This suburb is full of surprises. On the way to pick up my daughter’s friend, my three kids and I are piled, as usual, in the trusty 10 year old mini-van. We are driving down our own typical suburban street, USA. Houses line up with manicured lawns, built exactly 12 feet apart in the ’70’s and ’80’s. There are sun soaked sidewalks running down oak-edged street. Suddenly, my middle child says, “Mom, I just saw a big turtle taking a walk.”
Uh? I say, “Maybe it was a rock or something.”

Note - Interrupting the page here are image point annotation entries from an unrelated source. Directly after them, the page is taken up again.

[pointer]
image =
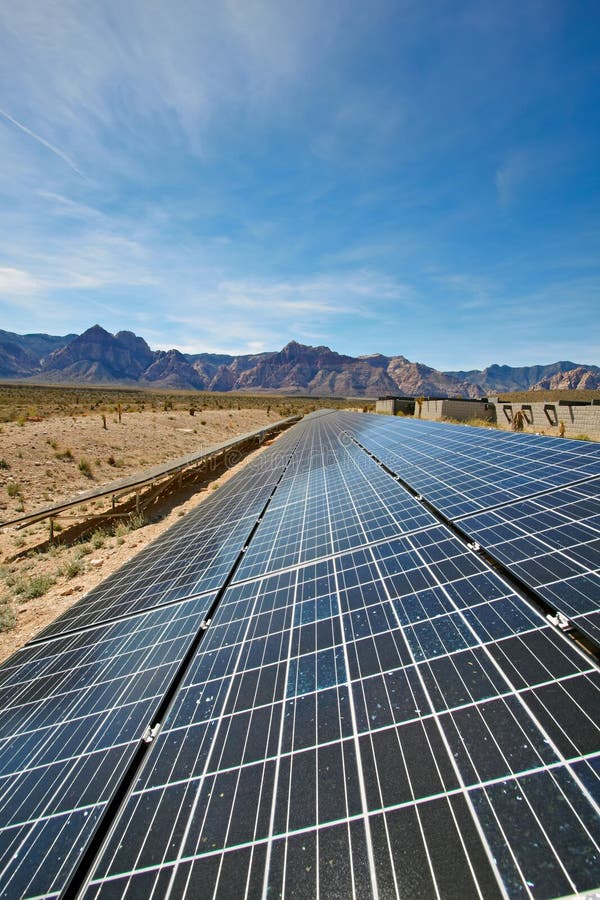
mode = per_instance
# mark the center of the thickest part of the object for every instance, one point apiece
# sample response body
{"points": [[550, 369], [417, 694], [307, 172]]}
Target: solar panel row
{"points": [[373, 710], [537, 501]]}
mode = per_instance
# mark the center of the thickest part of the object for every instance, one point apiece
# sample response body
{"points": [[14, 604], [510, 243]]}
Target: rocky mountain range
{"points": [[98, 357]]}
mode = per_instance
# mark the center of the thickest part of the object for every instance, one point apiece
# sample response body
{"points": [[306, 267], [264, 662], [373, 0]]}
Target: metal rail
{"points": [[151, 476]]}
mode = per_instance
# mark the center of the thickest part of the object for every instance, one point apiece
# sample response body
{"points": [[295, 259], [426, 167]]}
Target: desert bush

“No,” she insists, “It’s a turtle.”
I turn the trusty mini-van around and come to a stop next to the hot white concrete. There, just walking along the sidewalk like an old man on a casual stroll, was a 15 inch long turtle. It’s wrinkled neck and crusty legs moving in a camel-like rhythm. We all scramble out of the van and surround the poor animal. It stops and all it’s limbs contract toward it’s shell.

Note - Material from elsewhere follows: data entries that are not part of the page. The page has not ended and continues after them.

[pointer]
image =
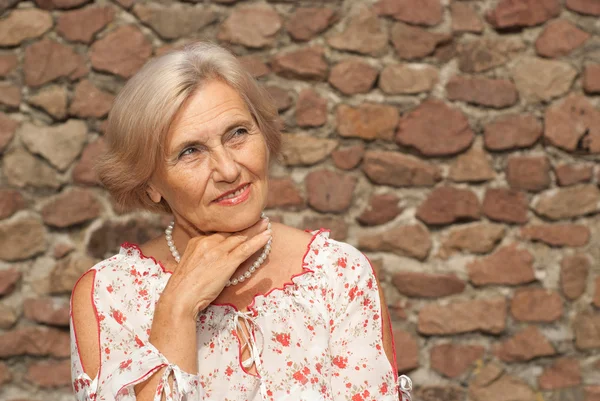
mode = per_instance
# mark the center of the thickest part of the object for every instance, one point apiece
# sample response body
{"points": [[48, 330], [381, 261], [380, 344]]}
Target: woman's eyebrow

“Where did it come from? Should we try to take it back to water? Is it all right walking through the neighborhood?” I snap open my cell and call animal control via 411.

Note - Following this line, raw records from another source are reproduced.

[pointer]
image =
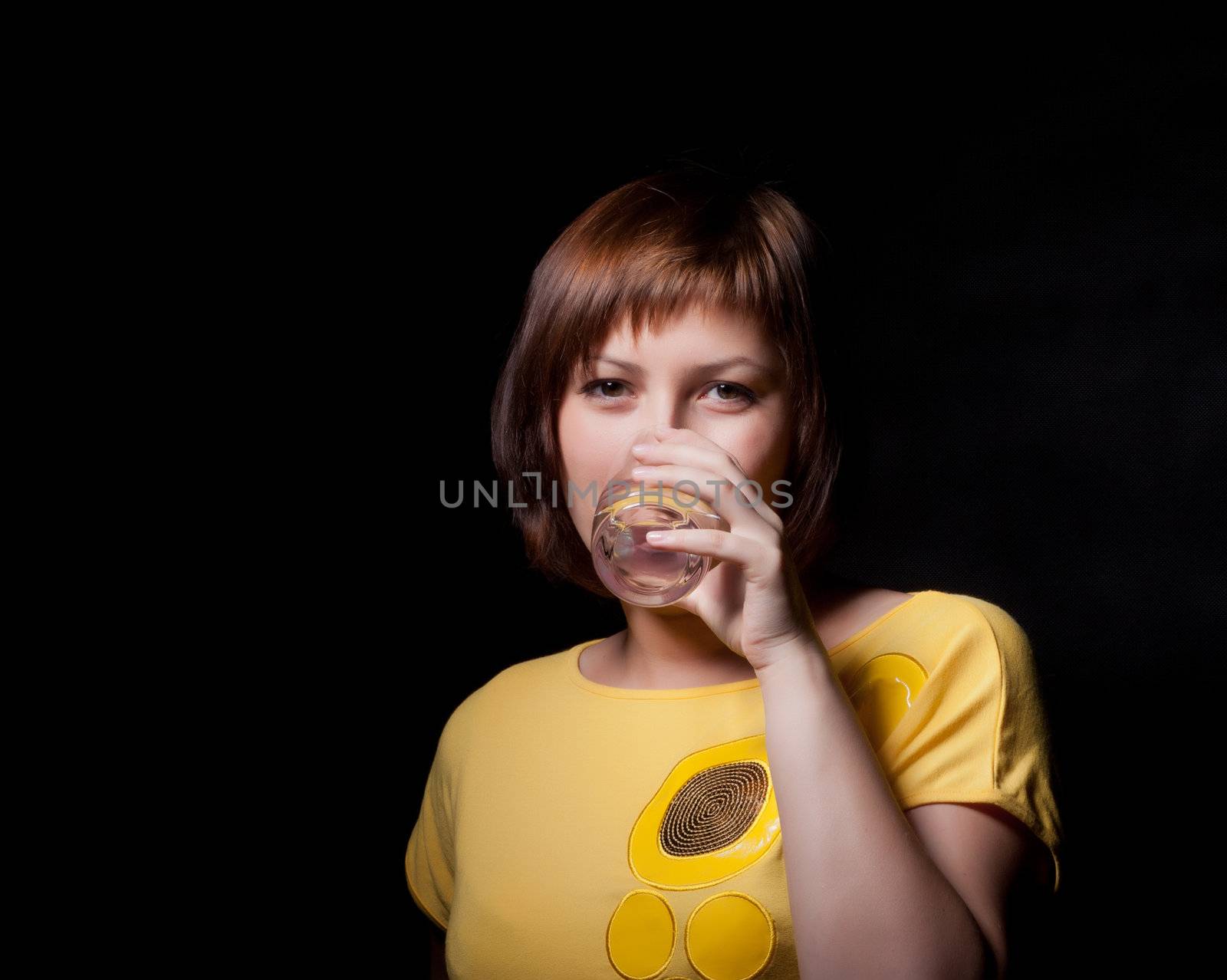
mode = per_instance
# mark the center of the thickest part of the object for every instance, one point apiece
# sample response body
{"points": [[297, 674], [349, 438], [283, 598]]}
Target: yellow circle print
{"points": [[730, 936], [883, 691], [641, 935]]}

We are such “city folk” that we are totally stumped about this.
Animal control won’t come unless there is an animal in danger or a dangerous animal – as in cats, dogs, and rabid squirrels. This is none of the above, according to them. They give me the number for the local Wildlife Emergency Refuge Association…who knew there was a such a thing?
My daughter is fumbling with the pen to write as I call out the phone number from the lady on the other end of the line.
Then, one of us . . . I’m embarrassed to say that out of three kids under 13 and me standing there — it’s ME, that really wants to touch the little guy. I put my finger gingerly forward onto the back of it’s shell. Suddenly, his head shoots out toward the same middle child who saw him in the first place, and snaps loud and hard, making us all jump back two feet.
Ok, Then. I guess this is a “snapping” turtle.
The local Wildlife Emergency Refuge Association lady puts me on hold for about 5 minutes, while we cautiously widen our circle around the now slightly threatening creature. When she comes back on, she says the expert on local wildlife in the office says these turtles come out of the ponds to lay their eggs and will eventually find it’s way back to it’s habitat. Don’t worry about it. Leave the poor thing alone.
Feeling let down somehow, I thank her and hang up. I reluctantly relay this information to the kids and herd them away from terrapin and into the van. We discuss the possible locations of egg laying that would not meet with a lawnmower, weed-wacker, sniffing dog, or other such calamity.
As we drive away, I am struck and reminded of the normalcy of nature and weirdness of how we, as humans have relegated it to the edges of our lives – only for good looks, vacation, and maybe a pretty photograph. There is a pond just outside the neighborhood and I suspect this is where turtle came from and will hopefully return.